Test if all values in a list are unique
I have a small list of bytes and I want to test that they're all different values. For instance, I have this:
List<byte> theList = new List<byte> { 1,4,3,6,1 };
What's the best way to check if all values are distinct or not?
bool isUnique = theList.Distinct().Count() == theList.Count();
Here's another approach which is more efficient than Enumerable.Distinct + Enumerable.Count (all the more if the sequence is not a collection type). It uses a HashSet<T> which eliminates duplicates, is very efficient in lookups and has a count-property:
var distinctBytes = new HashSet<byte>(theList);
bool allDifferent = distinctBytes.Count == theList.Count;
or another - more subtle and efficient - approach:
var diffChecker = new HashSet<byte>();
bool allDifferent = theList.All(diffChecker.Add);
HashSet<T>.Add returns false if the element could not be added since it was already in the HashSet. Enumerable.All stops on the first "false".

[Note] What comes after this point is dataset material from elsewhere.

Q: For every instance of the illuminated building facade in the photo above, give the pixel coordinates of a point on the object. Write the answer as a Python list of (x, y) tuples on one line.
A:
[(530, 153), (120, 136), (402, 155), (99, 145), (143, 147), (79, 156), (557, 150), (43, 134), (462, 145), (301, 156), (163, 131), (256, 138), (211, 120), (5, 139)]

Okay, here is the most efficient method I can think of using standard .Net
using System;
using System.Collections.Generic;
public static class Extension
{
public static bool HasDuplicate<T>(
this IEnumerable<T> source,
out T firstDuplicate)
{
if (source == null)
{
throw new ArgumentNullException(nameof(source));
}
var checkBuffer = new HashSet<T>();
foreach (var t in source)
{
if (checkBuffer.Add(t))
{
continue;
}
firstDuplicate = t;
return true;
}
firstDuplicate = default(T);
return false;
}
}
essentially, what is the point of enumerating the whole sequence twice if all you want to do is find the first duplicate.
I could optimise this more by special casing an empty and single element sequences but that would depreciate from readability/maintainability with minimal gain.
The similar logic to Distinct using GroupBy:
var isUnique = theList.GroupBy(i => i).Count() == theList.Count;